Embodied intelligence is a key step towards Artificial General Intelligence (AGI), yet its development faces multiple challenges including data, frameworks, infrastructure, and evaluation systems. To address these issues, we have, for the first time in the industry, launched a cloud-based, thousand-GPU distributed training platform for embodied intelligence, built upon the widely adopted LeRobot framework, and have systematically overcome bottlenecks across the entire pipeline. At the data layer, we have restructured the data pipeline to optimize the flow of embodied training data. In terms of training, for the GR00T-N1.5 model, utilizing thousand-GPU clusters and data at the scale of hundreds of millions, the single-round training time has been reduced from 15 hours to just 22 minutes, achieving a 40-fold speedup. At the model layer, by combining variable-length FlashAttention and Data Packing, we have moved from sample redundancy to sequence integration, resulting in a 188% speed increase; π-0.5 attention optimization has accelerated training by 165%; and FP8 quantization has delivered a 140% speedup. On the infrastructure side, relying on high-performance storage, a 3.2T RDMA network, and a Ray-driven elastic AI data lake, we have achieved deep synergy among data, storage, communication, and computation. We have also built an end-to-end evaluation system, creating a closed loop from training to simulation to assessment. This framework has already been fully validated on thousand-GPU clusters, laying a crucial technical foundation for the development and application of next-generation autonomous intelligent robots, and is expected to accelerate the arrival of the era of human-machine integration.

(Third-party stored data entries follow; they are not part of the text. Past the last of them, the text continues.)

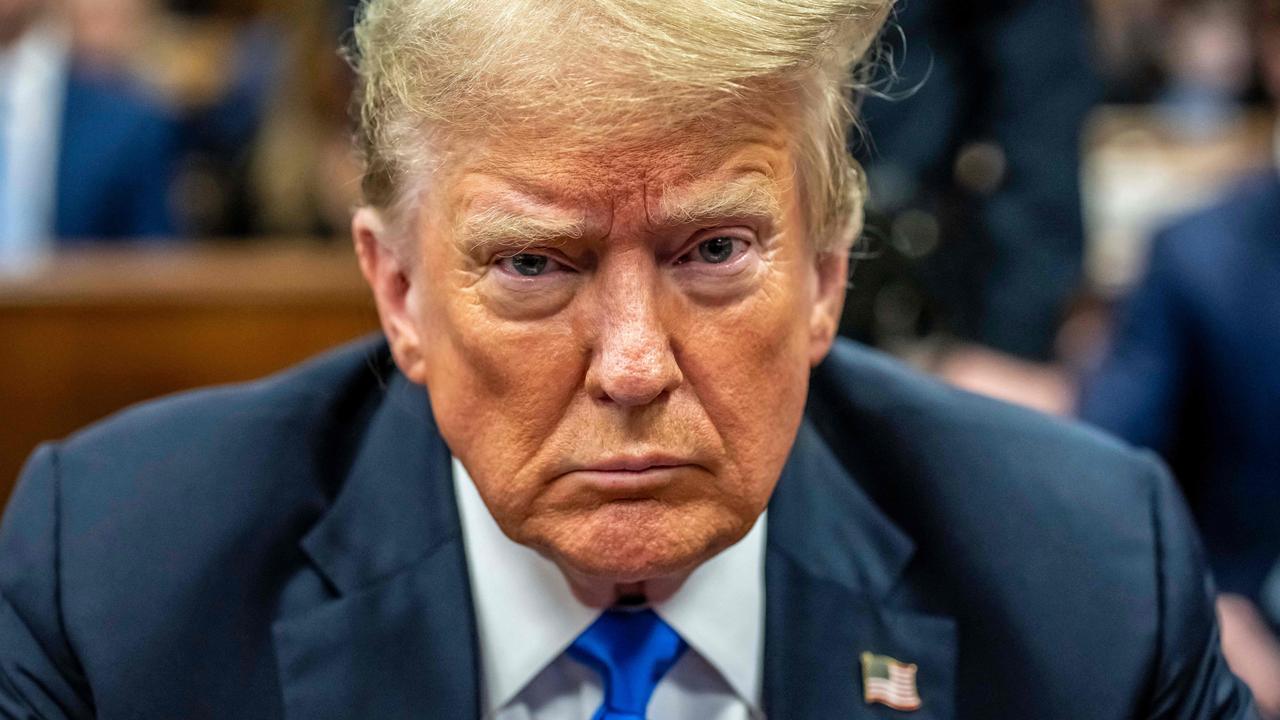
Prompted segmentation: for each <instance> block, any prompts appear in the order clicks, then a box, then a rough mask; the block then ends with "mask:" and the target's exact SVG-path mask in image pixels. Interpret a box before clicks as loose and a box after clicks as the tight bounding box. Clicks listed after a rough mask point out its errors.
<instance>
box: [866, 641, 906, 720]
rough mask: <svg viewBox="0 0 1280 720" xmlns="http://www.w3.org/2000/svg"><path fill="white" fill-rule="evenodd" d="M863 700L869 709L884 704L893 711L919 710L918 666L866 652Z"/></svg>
mask: <svg viewBox="0 0 1280 720" xmlns="http://www.w3.org/2000/svg"><path fill="white" fill-rule="evenodd" d="M861 659H863V700H865V701H867V705H872V703H877V702H878V703H881V705H886V706H888V707H892V708H893V710H900V711H902V712H910V711H913V710H919V708H920V693H919V691H918V689H916V688H915V670H916V667H915V664H906V662H899V661H897V660H893V659H892V657H890V656H887V655H876V653H874V652H864V653H863V656H861Z"/></svg>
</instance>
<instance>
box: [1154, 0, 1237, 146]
mask: <svg viewBox="0 0 1280 720" xmlns="http://www.w3.org/2000/svg"><path fill="white" fill-rule="evenodd" d="M1161 10H1162V14H1161V20H1162V22H1161V27H1162V29H1164V31H1165V32H1164V44H1162V46H1161V50H1160V56H1161V61H1162V63H1161V64H1162V67H1164V68H1165V72H1166V78H1165V82H1164V87H1162V90H1161V91H1160V94H1158V95H1157V97H1156V102H1157V104H1158V106H1160V110H1161V113H1162V115H1164V117H1165V120H1166V123H1167V124H1169V126H1170V127H1171V128H1174V129H1176V131H1178V132H1180V133H1181V135H1184V136H1187V137H1189V138H1197V137H1212V136H1213V135H1216V133H1219V132H1221V131H1222V128H1224V127H1230V126H1231V124H1233V123H1235V122H1236V120H1238V119H1239V117H1240V114H1242V111H1243V110H1244V102H1243V100H1244V97H1245V95H1247V94H1248V91H1249V85H1251V79H1252V63H1253V42H1252V38H1251V37H1249V29H1248V18H1247V15H1248V10H1247V3H1245V0H1170V1H1167V3H1165V4H1164V5H1162V6H1161Z"/></svg>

翻译：具身智能是实现通用人工智能的关键一步，但其发展面临数据、框架、基础设施及评估体系等多重挑战。针对这些问题，我们基于业界广泛采用的LeRobot框架，首次在行业内构建了面向具身智能的云原生千GPU分布式训练平台，并系统性地突破了全流程瓶颈。在数据层，我们重构了数据流水线以优化具身训练数据流。在训练方面，针对GR00T-N1.5模型，利用千GPU集群和数亿量级数据，单轮训练时间从15小时缩短至22分钟，实现了40倍加速。在模型层，通过结合可变长FlashAttention与数据打包技术，我们从样本冗余转向序列集成，获得188%的速度提升；π-0.5注意力优化将训练速度提升165%；FP8量化则带来140%的加速。在基础设施层面，依托高性能存储、3.2T RDMA网络以及基于Ray的弹性AI数据湖，实现了数据、存储、通信与计算的深度协同。我们还构建了端到端评估体系，形成了从训练到仿真再到评估的完整闭环。该框架已在千GPU集群上得到全面验证，为下一代自主智能机器人的开发与应用奠定了关键技术基础，有望加速人机融合时代的到来。